Background of KNN

The KNN algorithm uses a majority voting mechanism. It collects data from a training data set, and uses this data later to make predictions for new records.

For each new record, the k-closest records of the training data set are determined. Based on the value of the target attribute of the closest records, a prediction is made for the new record.

The basic nearest neighbor (NN) algorithm makes classification predictions or regression predictions for an arbitrary instance. To this purpose, the NN algorithm identifies a training instance that is closest to the arbitrary instance. Then, the NN algorithm returns the class label or target function value of the training instance as the predicted class label or target function value for the arbitrary instance.

The KNN algorithm expands this process by using a specified number k≥1 of the closest training instances instead of using only one instance. Typical values range from 1 to several dozens.

The output depends on whether you use the KNN algorithm for classification or regression.

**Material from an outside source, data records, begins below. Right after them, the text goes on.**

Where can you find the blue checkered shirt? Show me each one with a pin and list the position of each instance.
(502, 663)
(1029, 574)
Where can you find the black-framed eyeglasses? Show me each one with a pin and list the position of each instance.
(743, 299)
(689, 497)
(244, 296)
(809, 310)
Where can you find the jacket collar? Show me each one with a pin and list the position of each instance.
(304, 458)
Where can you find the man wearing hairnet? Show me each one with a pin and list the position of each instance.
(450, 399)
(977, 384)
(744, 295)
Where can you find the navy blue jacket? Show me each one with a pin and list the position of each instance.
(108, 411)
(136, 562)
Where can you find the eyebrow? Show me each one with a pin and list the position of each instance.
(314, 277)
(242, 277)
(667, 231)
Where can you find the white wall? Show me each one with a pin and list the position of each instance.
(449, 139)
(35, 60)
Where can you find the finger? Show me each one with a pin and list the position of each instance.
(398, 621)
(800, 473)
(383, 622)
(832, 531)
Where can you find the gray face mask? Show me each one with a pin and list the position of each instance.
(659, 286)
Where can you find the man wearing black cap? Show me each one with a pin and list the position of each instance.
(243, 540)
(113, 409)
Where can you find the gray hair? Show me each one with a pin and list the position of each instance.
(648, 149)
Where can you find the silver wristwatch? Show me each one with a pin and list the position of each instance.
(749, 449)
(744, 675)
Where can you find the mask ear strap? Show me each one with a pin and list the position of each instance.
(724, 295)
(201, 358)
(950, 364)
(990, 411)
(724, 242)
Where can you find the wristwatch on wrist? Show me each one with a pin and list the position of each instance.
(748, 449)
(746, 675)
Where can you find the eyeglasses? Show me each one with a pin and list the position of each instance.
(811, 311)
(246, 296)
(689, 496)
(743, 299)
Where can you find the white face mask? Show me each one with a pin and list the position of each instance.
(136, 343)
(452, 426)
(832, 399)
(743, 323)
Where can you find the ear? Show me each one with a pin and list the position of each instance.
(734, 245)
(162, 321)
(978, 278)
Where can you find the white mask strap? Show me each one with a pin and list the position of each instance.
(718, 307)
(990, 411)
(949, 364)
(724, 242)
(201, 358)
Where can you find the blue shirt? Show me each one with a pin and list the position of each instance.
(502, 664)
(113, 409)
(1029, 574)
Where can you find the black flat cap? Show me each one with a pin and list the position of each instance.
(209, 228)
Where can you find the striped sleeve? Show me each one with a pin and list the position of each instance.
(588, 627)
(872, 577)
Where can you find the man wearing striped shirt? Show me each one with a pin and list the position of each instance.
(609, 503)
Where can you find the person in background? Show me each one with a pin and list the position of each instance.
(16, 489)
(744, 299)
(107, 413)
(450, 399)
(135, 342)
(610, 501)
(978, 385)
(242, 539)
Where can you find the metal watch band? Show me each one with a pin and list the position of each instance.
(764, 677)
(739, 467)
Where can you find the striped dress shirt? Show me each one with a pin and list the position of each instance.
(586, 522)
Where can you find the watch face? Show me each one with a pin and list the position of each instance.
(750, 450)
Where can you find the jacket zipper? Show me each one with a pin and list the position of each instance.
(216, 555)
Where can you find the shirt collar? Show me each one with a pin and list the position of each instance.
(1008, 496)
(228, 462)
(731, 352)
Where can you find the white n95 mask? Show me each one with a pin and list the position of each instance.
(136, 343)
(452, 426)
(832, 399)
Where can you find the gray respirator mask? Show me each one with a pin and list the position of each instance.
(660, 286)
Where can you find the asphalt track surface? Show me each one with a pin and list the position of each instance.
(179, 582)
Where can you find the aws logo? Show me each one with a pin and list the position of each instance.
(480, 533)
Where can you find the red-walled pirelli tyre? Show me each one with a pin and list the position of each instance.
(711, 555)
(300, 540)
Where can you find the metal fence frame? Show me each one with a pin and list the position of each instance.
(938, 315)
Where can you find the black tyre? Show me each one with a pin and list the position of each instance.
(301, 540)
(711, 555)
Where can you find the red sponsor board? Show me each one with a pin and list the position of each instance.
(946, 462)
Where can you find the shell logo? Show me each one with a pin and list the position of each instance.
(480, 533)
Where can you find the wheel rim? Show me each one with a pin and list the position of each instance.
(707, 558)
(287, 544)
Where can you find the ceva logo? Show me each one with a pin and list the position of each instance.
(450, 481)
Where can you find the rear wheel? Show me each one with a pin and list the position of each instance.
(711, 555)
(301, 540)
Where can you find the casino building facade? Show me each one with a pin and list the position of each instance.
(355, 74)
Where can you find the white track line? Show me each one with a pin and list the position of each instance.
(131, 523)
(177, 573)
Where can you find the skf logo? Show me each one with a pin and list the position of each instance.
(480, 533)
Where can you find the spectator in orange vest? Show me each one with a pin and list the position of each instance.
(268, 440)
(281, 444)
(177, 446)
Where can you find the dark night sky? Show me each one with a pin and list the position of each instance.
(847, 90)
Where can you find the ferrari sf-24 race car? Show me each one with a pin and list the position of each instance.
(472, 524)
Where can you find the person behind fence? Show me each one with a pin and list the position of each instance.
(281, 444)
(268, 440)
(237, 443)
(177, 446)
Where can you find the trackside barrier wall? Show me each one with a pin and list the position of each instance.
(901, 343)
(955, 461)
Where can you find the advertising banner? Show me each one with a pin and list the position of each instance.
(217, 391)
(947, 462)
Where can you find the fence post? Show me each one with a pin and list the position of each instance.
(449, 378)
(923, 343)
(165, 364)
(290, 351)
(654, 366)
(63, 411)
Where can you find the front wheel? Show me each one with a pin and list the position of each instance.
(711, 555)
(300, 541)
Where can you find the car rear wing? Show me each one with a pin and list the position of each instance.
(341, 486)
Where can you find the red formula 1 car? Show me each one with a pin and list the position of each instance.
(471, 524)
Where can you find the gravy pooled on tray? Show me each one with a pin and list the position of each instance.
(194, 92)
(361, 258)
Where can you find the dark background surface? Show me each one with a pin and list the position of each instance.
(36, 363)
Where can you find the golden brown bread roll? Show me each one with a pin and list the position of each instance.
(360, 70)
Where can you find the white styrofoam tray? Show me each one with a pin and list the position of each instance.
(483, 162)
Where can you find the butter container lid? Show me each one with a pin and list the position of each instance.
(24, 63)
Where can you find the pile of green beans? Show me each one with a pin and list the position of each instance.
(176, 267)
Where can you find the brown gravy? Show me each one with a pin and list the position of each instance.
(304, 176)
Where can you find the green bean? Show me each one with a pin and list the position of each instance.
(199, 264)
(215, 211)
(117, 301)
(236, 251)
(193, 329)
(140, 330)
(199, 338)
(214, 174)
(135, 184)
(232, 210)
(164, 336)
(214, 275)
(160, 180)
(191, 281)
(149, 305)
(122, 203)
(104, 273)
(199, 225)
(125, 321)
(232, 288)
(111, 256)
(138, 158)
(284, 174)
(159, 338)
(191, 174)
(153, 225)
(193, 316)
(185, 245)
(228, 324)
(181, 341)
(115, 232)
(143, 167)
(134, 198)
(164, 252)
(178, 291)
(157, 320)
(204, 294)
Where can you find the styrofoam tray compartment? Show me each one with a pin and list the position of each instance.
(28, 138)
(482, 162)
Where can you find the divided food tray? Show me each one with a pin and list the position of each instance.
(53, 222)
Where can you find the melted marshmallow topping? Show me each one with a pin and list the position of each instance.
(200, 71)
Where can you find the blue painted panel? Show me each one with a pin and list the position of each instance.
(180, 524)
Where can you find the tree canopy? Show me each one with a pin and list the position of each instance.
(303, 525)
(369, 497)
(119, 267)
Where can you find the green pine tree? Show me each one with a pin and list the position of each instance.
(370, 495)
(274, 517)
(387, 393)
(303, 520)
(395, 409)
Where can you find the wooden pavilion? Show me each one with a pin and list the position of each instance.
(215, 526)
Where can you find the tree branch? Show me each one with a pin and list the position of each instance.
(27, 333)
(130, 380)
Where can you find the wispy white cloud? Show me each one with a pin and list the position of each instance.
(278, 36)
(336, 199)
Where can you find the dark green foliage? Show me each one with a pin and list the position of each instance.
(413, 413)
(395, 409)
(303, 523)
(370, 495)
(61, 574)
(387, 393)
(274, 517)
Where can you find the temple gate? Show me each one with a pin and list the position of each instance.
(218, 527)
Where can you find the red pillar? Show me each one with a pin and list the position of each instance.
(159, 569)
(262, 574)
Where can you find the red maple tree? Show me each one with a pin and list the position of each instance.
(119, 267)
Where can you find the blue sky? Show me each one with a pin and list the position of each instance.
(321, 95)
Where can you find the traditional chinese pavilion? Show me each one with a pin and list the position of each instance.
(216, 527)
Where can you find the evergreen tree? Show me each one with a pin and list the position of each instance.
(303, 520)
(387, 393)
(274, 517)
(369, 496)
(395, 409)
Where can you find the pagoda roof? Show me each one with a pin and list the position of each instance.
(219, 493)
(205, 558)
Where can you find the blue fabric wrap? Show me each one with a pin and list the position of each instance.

  • In KNN classification, the predicted class label is determined by the voting for the nearest neighbors, that is, the majority class label in the set of the selected k instances is returned.
  • In KNN regression, the average value of the target function values of the nearest neighbors is returned as the predicted value.

By using a specified number k≥1, you can control the tradeoff between overfitting prevention and resolution. Overfitting prevention might be important for noisy data. Resolution might be important to get different predictions for similar instances.